A cloud of witnesses
Hebrews chapter 12 is a breath-taking summary of the Old Testament as a “cloud of witnesses”. In the midst of competing arguments and claims about the shape and direction that the early churches should take, it reminded its readers of the foundational importance of the witness of the Old Testament, the Hebrew Scriptures. Hebrews suggests that we view the Bible as a collection of witness statements. They are evidence, handed down to us over time, of the interaction of God with God’s people and/or God’s world.
Witness statements often conflict with one another over details. They describe the same or different facets of an event from widely different perspectives. Witness statements are written for a purpose. Sometimes that purpose is obvious, sometimes it is more complex − and part of the task of assessing witness statements is to ask why they are telling us what they do.
Spend time reading the Bible so that when doubts come, you have the inheritance of faith on which to stand firm
We can combine this idea of witness statements with Paul’s image of us running a relay race through time, in which the baton is now handed on to us. This suggests that we take a multi-tiered historical approach to reading the Bible. First, there is the actual historical experience that led to any one passage of Scripture being written in the first place − the creation of the baton. Second, there’s the fact that this particular story was chosen as one that was transmitted down through time, whether verbally or in writing, over the generations. Third, there’s its effect on us as we read it now, and the question of what we do as a result; and finally, there’s our part in passing it on to future generations.

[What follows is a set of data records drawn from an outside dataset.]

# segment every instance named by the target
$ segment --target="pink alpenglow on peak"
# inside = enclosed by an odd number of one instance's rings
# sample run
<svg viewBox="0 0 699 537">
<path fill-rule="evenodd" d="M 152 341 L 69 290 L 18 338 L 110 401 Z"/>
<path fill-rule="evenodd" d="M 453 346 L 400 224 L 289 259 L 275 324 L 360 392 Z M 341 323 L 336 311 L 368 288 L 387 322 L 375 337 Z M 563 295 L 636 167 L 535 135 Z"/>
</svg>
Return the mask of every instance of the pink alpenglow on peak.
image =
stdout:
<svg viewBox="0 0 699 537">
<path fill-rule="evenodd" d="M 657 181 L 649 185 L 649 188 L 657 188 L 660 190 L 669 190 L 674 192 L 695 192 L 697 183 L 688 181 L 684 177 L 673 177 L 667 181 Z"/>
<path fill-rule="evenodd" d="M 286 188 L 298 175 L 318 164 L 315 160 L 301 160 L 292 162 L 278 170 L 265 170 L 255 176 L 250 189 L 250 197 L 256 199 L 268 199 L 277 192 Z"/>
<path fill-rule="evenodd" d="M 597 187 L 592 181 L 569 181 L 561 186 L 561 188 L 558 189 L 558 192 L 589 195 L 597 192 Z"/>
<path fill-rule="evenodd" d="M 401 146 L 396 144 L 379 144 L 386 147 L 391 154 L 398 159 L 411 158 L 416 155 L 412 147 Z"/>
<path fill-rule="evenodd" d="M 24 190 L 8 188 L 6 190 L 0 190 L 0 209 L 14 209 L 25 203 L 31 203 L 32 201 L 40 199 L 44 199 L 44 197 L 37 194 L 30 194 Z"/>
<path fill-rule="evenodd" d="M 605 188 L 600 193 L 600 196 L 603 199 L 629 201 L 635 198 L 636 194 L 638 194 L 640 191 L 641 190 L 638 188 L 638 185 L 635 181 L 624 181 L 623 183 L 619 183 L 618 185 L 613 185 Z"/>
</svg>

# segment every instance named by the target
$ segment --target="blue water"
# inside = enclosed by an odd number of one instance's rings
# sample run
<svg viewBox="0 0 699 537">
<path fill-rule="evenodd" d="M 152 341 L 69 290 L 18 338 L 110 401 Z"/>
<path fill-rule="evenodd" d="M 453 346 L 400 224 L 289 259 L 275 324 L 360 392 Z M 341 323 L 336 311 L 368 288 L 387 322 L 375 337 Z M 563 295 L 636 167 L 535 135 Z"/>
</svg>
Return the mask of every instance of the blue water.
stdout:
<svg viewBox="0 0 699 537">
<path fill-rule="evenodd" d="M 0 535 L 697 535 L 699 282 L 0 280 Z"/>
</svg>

It is a historical reality that the Bible has been passed on to us, as we sit and read it now. Whatever it meant to people in the past, it is now for you, in this moment. Ask yourself what is there about your reading that might make it for you one of this “great cloud of witnesses”? Is there anything about it that might give you one of the benefits Hebrews describes − something that might help you to disentangle yourself, or free yourself, from something that threatens to hold you back? Something that might give you strength to persevere? Something that directs your focus to Jesus?